Amazon introduces SWE-PolyBench, a multilingual benchmark for AI Coding Agents

April 24, 2025 By Mark Otto Off

Coding agents powered by large language models have shown impressive capabilities in software engineering tasks, but evaluating their performance across diverse programming languages and real-world scenarios remains challenging. This led to a recent explosion in benchmark creation to assess the coding effectiveness of said systems in controlled environments. In particular, SWE-Bench which measures the performance of systems in the context of GitHub issues has spurred the development of capable coding agents resulting in over 50 leaderboard submissions, thereby becoming the de-facto standard for coding agent benchmarking. Despite its significant impact as a pioneering benchmark, SWE-Bench, and in particular its “verified” subset, also shows some limitations. It contains only Python repositories, the majority of tasks are bug fixes, and at over 45% of all tasks, the Django repository is significantly over-represented.

Today, Amazon introduces SWE-PolyBench, the first industry benchmark to evaluate AI coding agents’ ability to navigate and understand complex codebases, introducing rich metrics to advance AI performance in real-world scenarios. SWE-PolyBench contains over 2,000 curated issues in four languages. In addition, it contains a stratified subset of 500 issues (SWE-PolyBench500) for the purpose of rapid experimentation. SWE-PolyBench evaluates the performance of AI coding agents through a comprehensive set of metrics: pass rates across different programming languages and task complexity levels, along with precision and recall measurements for code/file context identification. These evaluation metrics can help the community address challenges in understanding how well AI coding agents can navigate through and comprehend complex codebases

The leaderboard is accessible here. The SWE-PolyBench dataset is available on Hugging Face and the paper at arxiv. Evaluations can be run using the SWE-PolyBench codebase.

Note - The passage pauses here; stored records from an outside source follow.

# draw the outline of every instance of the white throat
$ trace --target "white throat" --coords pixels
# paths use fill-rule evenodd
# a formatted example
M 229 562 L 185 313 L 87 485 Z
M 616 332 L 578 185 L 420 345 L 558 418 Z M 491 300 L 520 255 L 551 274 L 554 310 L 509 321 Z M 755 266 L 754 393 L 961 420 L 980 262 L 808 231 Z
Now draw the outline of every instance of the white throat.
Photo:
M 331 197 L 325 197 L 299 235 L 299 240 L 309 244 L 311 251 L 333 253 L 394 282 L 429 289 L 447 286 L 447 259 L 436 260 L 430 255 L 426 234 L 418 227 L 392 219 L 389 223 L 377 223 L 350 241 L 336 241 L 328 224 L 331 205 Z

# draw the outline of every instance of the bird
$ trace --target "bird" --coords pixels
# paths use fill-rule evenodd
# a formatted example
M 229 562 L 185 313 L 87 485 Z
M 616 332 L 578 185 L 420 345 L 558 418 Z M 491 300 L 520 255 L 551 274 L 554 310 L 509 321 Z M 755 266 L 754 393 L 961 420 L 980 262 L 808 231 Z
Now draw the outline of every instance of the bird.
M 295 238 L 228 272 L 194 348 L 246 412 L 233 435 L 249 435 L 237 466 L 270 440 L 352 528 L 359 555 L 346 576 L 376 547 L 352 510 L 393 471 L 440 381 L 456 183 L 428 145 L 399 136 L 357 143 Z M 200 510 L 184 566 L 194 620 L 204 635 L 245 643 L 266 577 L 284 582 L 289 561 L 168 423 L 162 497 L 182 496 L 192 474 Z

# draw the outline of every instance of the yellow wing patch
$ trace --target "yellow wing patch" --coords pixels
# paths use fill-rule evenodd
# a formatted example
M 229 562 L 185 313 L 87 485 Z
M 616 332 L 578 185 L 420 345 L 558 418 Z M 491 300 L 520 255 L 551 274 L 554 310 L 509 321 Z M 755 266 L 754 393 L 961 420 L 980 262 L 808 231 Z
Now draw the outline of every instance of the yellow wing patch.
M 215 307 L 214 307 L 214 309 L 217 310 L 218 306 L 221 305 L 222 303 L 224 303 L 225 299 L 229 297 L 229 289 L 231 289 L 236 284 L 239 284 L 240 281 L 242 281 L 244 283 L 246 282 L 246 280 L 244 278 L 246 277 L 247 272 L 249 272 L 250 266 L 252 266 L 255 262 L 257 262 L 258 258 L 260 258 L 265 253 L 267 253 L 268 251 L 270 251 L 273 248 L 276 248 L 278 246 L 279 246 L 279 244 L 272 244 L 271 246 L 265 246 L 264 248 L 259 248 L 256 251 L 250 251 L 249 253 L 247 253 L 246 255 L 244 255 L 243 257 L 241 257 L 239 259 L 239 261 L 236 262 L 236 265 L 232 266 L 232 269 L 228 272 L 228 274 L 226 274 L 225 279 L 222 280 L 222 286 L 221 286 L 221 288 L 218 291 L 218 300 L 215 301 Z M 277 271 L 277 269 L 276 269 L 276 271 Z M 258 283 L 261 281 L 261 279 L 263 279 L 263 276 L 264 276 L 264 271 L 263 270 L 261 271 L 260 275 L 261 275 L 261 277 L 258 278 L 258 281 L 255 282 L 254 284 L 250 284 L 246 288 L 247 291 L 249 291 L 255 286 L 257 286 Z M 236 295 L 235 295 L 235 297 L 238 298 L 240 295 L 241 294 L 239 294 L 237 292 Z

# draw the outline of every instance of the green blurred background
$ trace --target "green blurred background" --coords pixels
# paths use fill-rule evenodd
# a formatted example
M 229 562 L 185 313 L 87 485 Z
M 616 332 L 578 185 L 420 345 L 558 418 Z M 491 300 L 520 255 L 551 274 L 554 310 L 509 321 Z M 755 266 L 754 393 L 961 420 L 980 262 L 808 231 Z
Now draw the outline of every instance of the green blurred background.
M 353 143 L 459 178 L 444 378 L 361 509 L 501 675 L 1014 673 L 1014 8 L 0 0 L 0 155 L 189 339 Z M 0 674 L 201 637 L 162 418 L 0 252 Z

Below, we describe the key features, characteristics, and the creation process of our dataset alongside the new evaluation metrics, and performance of open source agents from our experiments.

Key features of SWE-PolyBench at a glance

Multi-Language Support: Java (165 tasks), JavaScript (1017 tasks), TypeScript (729 tasks), and Python (199 tasks).
Extensive Dataset: 2110 instances from 21 repositories ranging from web frameworks to code editors and ML tools, on the same scale as SWE-Bench full with more repository.
Task Variety: Includes bug fixes, feature requests, and code refactoring.
Faster Experimentation: SWE-PolyBench500 is a stratified subset for efficient experimentation.
Leaderboard: A leaderboard with a rich set of metrics for transparent benchmarking.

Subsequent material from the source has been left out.